Kinshasa, 11 octobre 2025 — Le ministre d’État en charge de la Justice, Guillaume Ngefa, a tiré la sonnette d’alarme face à la situation préoccupante des lieux de détention provisoire à Kinshasa. Après une visite d’inspection effectuée vendredi dernier dans plusieurs « amigos » de la Police nationale congolaise, notamment dans le district de la Tshangu, il a constaté un surpeuplement critique mettant en péril la dignité et la santé des détenus.

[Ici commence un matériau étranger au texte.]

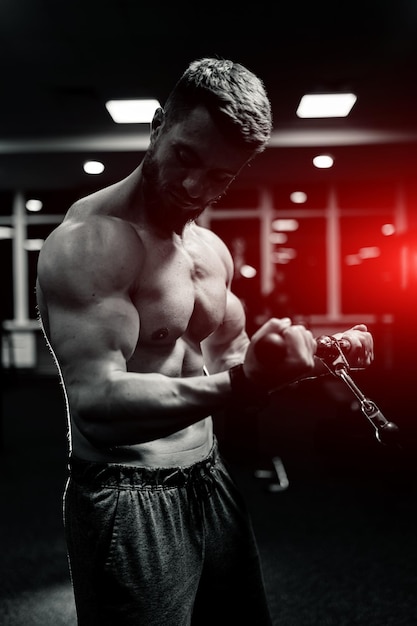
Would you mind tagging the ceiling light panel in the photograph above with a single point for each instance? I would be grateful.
(132, 111)
(326, 105)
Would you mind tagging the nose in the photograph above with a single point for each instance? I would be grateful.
(194, 185)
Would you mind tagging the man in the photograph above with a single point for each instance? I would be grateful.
(136, 303)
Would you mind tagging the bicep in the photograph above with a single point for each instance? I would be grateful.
(228, 344)
(91, 318)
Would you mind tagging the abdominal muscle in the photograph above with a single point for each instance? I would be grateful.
(180, 449)
(183, 448)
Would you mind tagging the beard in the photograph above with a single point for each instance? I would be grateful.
(164, 209)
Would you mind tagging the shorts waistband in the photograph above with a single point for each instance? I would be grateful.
(119, 475)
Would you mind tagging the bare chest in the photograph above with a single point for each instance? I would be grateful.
(181, 293)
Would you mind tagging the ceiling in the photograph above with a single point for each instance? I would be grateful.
(60, 62)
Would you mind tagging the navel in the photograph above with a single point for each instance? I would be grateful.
(161, 333)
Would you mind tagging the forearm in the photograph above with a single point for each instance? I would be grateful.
(131, 408)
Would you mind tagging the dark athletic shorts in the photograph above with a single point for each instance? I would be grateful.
(161, 547)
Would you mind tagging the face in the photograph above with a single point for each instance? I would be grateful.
(187, 167)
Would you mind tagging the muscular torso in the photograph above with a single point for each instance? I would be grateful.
(178, 298)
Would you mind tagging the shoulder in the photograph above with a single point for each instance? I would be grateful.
(218, 246)
(96, 250)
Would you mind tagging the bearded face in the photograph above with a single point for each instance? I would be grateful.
(166, 205)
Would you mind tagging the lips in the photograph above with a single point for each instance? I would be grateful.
(181, 202)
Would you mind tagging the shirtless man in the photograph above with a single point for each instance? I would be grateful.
(136, 304)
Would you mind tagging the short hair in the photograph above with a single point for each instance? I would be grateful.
(234, 95)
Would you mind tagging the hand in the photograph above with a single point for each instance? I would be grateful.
(361, 345)
(279, 353)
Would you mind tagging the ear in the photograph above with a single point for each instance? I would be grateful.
(158, 118)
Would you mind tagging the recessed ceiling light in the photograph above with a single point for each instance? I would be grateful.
(93, 167)
(326, 105)
(137, 111)
(298, 197)
(34, 205)
(323, 161)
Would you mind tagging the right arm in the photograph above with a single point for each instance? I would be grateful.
(93, 329)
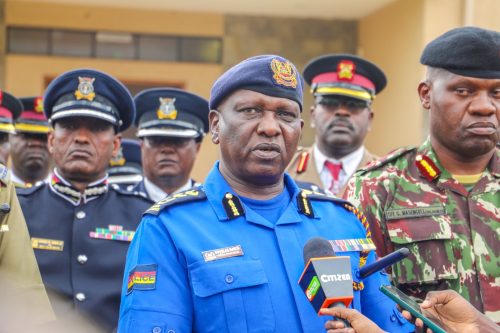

Les conditions observées par Guillaume Ngefa sont jugées inacceptables : des dizaines de personnes s’entassent dans des cellules exigües, sans aération suffisante ni accès régulier à la nourriture. Une situation que le ministre de la Justice a qualifiée de « violation morale de la conscience républicaine », rappelant que la dignité humaine ne s’arrête pas à la porte d’un cachot.
« Chaque détenu a droit à un traitement conforme à la loi et à la conscience morale de la République », a-t-il déclaré, insistant sur la nécessité d’un suivi régulier et d’une meilleure coordination entre les services judiciaires et les organes de sécurité. Pour lui, il est impératif de désengorger sans délai les cachots surpeuplés afin d’éviter des drames humanitaires et des atteintes aux droits fondamentaux.
Le ministre a rappelé que, bien que ces infrastructures relèvent de la Police nationale congolaise ou des Auditorats militaires, le ministère de la Justice reste responsable du respect des droits des personnes privées de liberté. Ce constat s’inscrit dans un vaste programme de réforme du système carcéral congolais, dont l’objectif est d’assurer un encadrement humain et conforme aux standards internationaux.
En conclusion, Guillaume Ngefa a appelé à une action concertée entre la Justice, la Police et les autorités locales pour que la gestion des lieux de détention ne soit plus une zone d’ombre de l’État de droit, mais un miroir de la dignité et de la responsabilité de la République.